Never ever use Regedit for registry backups
The "Export registry" function in Regedit is useless for making a complete backup of the registry. Neither does it export the whole registry (for example, no information from the security hive is saved), nor can the exported file be used later to replace the current registry with the old one. Instead, if you re-import the file, it is merged with the current registry without deleting anything that has been added since the export, leaving you with an absolute mess of old and new entries.
Read full details here: http://www.larshederer.homepage.t-online.de/erunt/
Next week... How to Suck Eggs
I use the freeware Heidi's eraser as mentioned above
I'ts been around for ages
Why swap? Again...
This guy got his security background from where? A dust bin maybe?
If you are worried about security...
Why are you using a swap file at all? Get off a few bob, buy more RAM, and shut off swap file completely. Most machines running WinXP and a GB of RAM can do away with it. Even some 512MB machines have enough if they aren't bloated with crapware. Swap file is the RAM of last resort. You are paying to use it in performance and security.
If you are going to recommend encryption products...
Try products that have been peer reviewed like OpenPGP and most open source stuff so that you aren't just handing back doored drives to the Government etc. No proprietary product like BCwipe, Symantec, or others can be trusted to be free of hidden trap doors to keep the piece with various agencies. It wouldn't surprise many people if the companies were even being payed to have extra keys. The software is closed so how would you know?
Unless Seagate and others are going to hand over their firmware for review, I wouldn't trust any of the disk drives entering the market with built in encryption either. These drives are already designed to have multiple keys for IT admins etc. Seagate says they can't recover data but why should we believe them?

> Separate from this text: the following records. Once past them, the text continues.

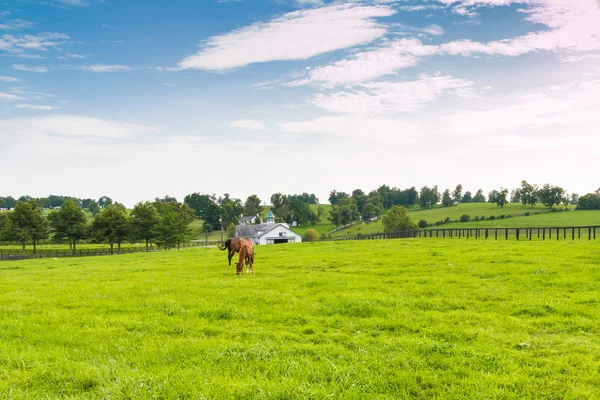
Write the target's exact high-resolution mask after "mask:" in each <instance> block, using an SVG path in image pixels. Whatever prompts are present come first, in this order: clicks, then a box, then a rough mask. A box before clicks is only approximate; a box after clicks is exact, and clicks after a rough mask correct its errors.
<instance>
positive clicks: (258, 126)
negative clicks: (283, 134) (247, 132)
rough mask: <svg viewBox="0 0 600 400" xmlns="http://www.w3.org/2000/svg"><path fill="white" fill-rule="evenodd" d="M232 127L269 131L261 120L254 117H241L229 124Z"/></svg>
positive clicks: (243, 128)
mask: <svg viewBox="0 0 600 400" xmlns="http://www.w3.org/2000/svg"><path fill="white" fill-rule="evenodd" d="M229 126H230V127H232V128H240V129H246V130H249V131H268V130H269V128H268V127H267V126H265V124H263V123H262V122H260V121H255V120H253V119H239V120H236V121H233V122H231V123H230V124H229Z"/></svg>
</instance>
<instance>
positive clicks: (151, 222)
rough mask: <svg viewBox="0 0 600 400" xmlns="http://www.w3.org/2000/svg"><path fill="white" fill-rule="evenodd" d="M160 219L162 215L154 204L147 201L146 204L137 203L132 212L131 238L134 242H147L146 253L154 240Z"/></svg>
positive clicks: (131, 224)
mask: <svg viewBox="0 0 600 400" xmlns="http://www.w3.org/2000/svg"><path fill="white" fill-rule="evenodd" d="M159 219H160V215H159V214H158V211H157V210H156V207H155V206H154V204H152V203H150V202H149V201H146V202H145V203H137V204H136V205H135V206H134V207H133V210H132V211H131V219H130V221H131V231H130V232H131V236H132V239H134V240H139V239H143V240H144V241H145V242H146V251H148V247H149V246H148V245H149V243H150V242H151V241H152V239H153V238H154V235H155V232H154V229H155V228H156V224H158V221H159Z"/></svg>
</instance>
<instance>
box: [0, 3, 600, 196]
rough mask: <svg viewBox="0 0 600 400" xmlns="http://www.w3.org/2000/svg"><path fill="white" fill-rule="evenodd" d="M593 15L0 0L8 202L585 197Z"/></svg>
mask: <svg viewBox="0 0 600 400" xmlns="http://www.w3.org/2000/svg"><path fill="white" fill-rule="evenodd" d="M173 3H176V5H173ZM597 21H600V3H599V2H598V1H597V0H428V1H425V0H414V1H411V0H401V1H394V0H378V1H377V0H364V1H321V0H263V1H254V0H253V1H250V0H240V1H216V0H215V1H213V0H205V1H201V2H199V1H178V2H169V3H166V2H164V1H144V2H141V1H127V2H118V1H109V0H104V1H98V0H43V1H42V0H40V1H36V0H22V1H21V0H13V1H10V2H4V3H0V141H1V143H2V146H1V147H0V179H1V181H2V182H3V189H2V191H3V193H2V195H13V196H20V195H23V194H29V195H31V196H44V195H47V194H50V193H53V194H55V193H56V194H68V195H73V196H78V197H100V196H102V195H109V196H111V197H113V198H115V199H117V200H119V201H121V202H124V203H125V204H127V205H132V204H134V203H135V202H137V201H141V200H150V199H153V198H154V197H156V196H162V195H164V194H165V193H168V194H170V195H173V196H176V197H178V198H179V199H181V198H182V197H183V196H184V195H185V194H188V193H191V192H195V191H199V192H205V193H217V194H221V193H224V192H228V193H230V194H232V195H233V196H236V197H240V198H243V199H245V198H246V197H247V196H248V195H250V194H252V193H256V194H258V195H259V196H260V197H261V198H262V199H263V200H268V198H269V197H270V195H271V194H272V193H274V192H284V193H299V192H305V191H306V192H311V193H315V194H317V196H318V197H320V198H321V199H322V200H326V198H327V196H328V194H329V191H330V190H332V189H337V190H343V191H352V190H353V189H355V188H362V189H363V190H367V191H368V190H372V189H375V188H377V187H378V186H380V185H382V184H387V185H390V186H397V187H402V188H404V187H410V186H413V185H415V186H418V187H420V186H424V185H430V186H431V185H436V184H437V185H438V186H439V187H440V189H442V190H443V189H445V188H453V187H454V186H455V185H456V184H458V183H462V184H463V186H464V187H465V189H466V190H471V191H473V192H474V191H476V190H477V189H479V188H482V189H483V190H484V191H486V192H487V191H489V190H492V189H498V188H499V187H501V186H503V187H508V188H514V187H517V186H519V184H520V181H521V180H522V179H526V180H528V181H530V182H533V183H537V184H539V185H541V184H544V183H551V184H556V185H561V186H563V187H565V188H566V189H567V190H568V191H569V192H577V193H587V192H589V191H592V190H595V189H596V188H597V187H598V186H600V183H599V182H598V179H597V166H598V162H599V161H600V156H599V155H598V152H597V148H599V147H600V135H598V125H599V122H600V113H599V112H598V110H599V109H600V24H598V23H597Z"/></svg>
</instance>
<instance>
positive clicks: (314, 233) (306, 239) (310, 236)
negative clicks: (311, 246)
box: [304, 229, 319, 242]
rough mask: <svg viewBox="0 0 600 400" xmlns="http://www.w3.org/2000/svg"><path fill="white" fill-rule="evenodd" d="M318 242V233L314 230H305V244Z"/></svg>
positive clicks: (310, 229) (304, 236)
mask: <svg viewBox="0 0 600 400" xmlns="http://www.w3.org/2000/svg"><path fill="white" fill-rule="evenodd" d="M317 240H319V232H317V231H315V230H314V229H307V230H306V232H305V233H304V241H306V242H316V241H317Z"/></svg>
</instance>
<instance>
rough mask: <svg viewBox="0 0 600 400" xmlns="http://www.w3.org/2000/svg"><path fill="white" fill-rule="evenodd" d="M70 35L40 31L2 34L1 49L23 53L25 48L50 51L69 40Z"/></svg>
mask: <svg viewBox="0 0 600 400" xmlns="http://www.w3.org/2000/svg"><path fill="white" fill-rule="evenodd" d="M69 39H70V37H69V36H67V35H64V34H62V33H40V34H37V35H8V34H6V35H2V36H1V37H0V50H1V51H6V52H9V53H15V54H18V53H22V52H23V51H24V49H26V50H32V51H48V49H50V48H56V47H58V46H60V45H62V44H64V43H66V41H67V40H69Z"/></svg>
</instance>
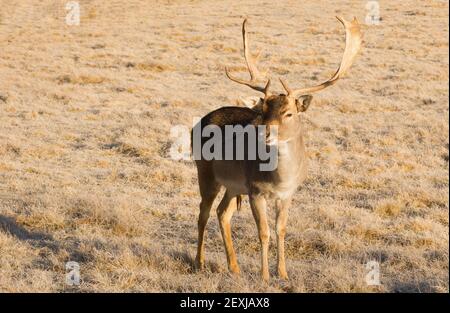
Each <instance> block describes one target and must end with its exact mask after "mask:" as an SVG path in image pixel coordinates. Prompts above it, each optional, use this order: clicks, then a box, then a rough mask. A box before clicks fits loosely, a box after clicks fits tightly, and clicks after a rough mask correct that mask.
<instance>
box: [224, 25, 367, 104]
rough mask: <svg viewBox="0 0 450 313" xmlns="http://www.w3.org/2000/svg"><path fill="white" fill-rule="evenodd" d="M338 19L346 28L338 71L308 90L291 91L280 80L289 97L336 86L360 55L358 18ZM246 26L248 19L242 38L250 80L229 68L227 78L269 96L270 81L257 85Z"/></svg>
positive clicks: (225, 69)
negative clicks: (345, 72) (350, 19)
mask: <svg viewBox="0 0 450 313" xmlns="http://www.w3.org/2000/svg"><path fill="white" fill-rule="evenodd" d="M336 18H337V19H338V20H339V21H340V22H341V23H342V25H343V26H344V28H345V50H344V55H343V56H342V61H341V64H340V65H339V68H338V70H337V71H336V73H335V74H334V75H333V76H332V77H331V78H330V79H329V80H327V81H326V82H323V83H322V84H320V85H317V86H313V87H308V88H300V89H291V88H289V86H288V84H287V83H286V81H285V80H283V79H281V78H280V81H281V84H282V85H283V88H284V89H285V90H286V92H287V94H288V96H292V97H299V96H302V95H307V94H311V93H314V92H317V91H319V90H322V89H325V88H327V87H329V86H331V85H334V84H335V83H336V82H337V81H338V80H339V78H341V77H342V75H343V74H344V73H345V72H346V71H347V70H348V69H349V68H350V66H351V65H352V64H353V61H354V59H355V56H356V55H357V54H358V51H359V50H360V48H361V43H362V35H361V28H360V25H359V23H358V20H357V19H356V18H354V19H353V21H351V22H348V21H346V20H345V19H344V18H342V17H338V16H337V17H336ZM246 24H247V19H245V20H244V23H243V24H242V36H243V40H244V56H245V61H246V63H247V68H248V71H249V73H250V80H248V81H246V80H242V79H239V78H236V77H233V76H231V74H230V73H229V70H228V68H225V71H226V74H227V77H228V78H229V79H231V80H232V81H234V82H237V83H239V84H244V85H246V86H249V87H250V88H252V89H254V90H257V91H260V92H263V93H264V94H265V95H266V96H267V95H268V94H269V86H270V79H269V80H268V81H267V83H266V85H265V87H263V86H260V85H258V83H257V82H258V81H259V79H260V74H259V71H258V69H257V67H256V63H255V60H254V58H253V57H252V56H251V54H250V51H249V47H248V38H247V32H246V29H245V26H246Z"/></svg>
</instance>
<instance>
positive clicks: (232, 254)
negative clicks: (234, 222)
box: [217, 191, 240, 274]
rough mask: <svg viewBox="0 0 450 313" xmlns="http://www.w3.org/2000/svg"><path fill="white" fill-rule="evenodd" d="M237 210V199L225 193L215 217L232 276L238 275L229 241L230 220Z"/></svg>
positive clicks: (230, 229)
mask: <svg viewBox="0 0 450 313" xmlns="http://www.w3.org/2000/svg"><path fill="white" fill-rule="evenodd" d="M236 209H237V197H233V196H231V195H230V193H229V192H228V191H227V192H225V195H224V196H223V199H222V201H221V202H220V204H219V206H218V207H217V217H218V218H219V223H220V231H221V233H222V238H223V243H224V245H225V252H226V254H227V262H228V269H229V270H230V272H232V273H234V274H239V273H240V270H239V265H238V263H237V259H236V253H235V252H234V248H233V241H232V239H231V224H230V222H231V218H232V216H233V213H234V212H235V211H236Z"/></svg>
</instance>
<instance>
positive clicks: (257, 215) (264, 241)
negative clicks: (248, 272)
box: [250, 195, 270, 281]
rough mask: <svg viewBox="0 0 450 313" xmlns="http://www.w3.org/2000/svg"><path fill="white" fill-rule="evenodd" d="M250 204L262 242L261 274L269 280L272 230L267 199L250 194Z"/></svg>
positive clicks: (263, 278)
mask: <svg viewBox="0 0 450 313" xmlns="http://www.w3.org/2000/svg"><path fill="white" fill-rule="evenodd" d="M250 205H251V207H252V212H253V217H254V218H255V222H256V226H257V227H258V234H259V241H260V242H261V275H262V278H263V280H265V281H268V280H269V261H268V255H269V239H270V231H269V225H268V223H267V214H266V207H267V204H266V199H264V197H263V196H261V195H250Z"/></svg>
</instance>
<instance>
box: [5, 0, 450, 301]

Is a security problem for more than a few reasons and while popular with laptop users, is anything but stable on the desktop. More than a few machines and/or accessories do not play nice with this. It should be disabled unless you have a specific need for it. BTW... Many laptops are slow because they are laptops but also because they are notoriously RAM starved products.
Beyond that... Some encryption products only work properly when the machine is shut down. Standby and Hibernate can leave them wide open.
File and Free Space Erasers...
Understand that Windows locks many files, and some whole directory trees, and whatever services/applications are running lock even more files/directories. Most of these things cannot wipe all the slack space on a drive. It's not going to be any better in other OS's either and could be worse.
As these locked files may still move when a volume is defragged, there may be data trapped in the slacks of these files. You'd think that if one function, erasing, can't access the files nothing else can but you'd be wrong. Defragmenters and backup/restore operations regularly have access to "locked" files that Eraser doesn't.
Slacks can be very large and contain considerable amounts of data, especially as drives keep getting bigger. It all depends just which OS is involved and what the cluster size is on the volume how dangerous such a problem might be. If you rely on such a product, you need to know what it's not touching, which is major amounts of space on Windows XP/Vista machines.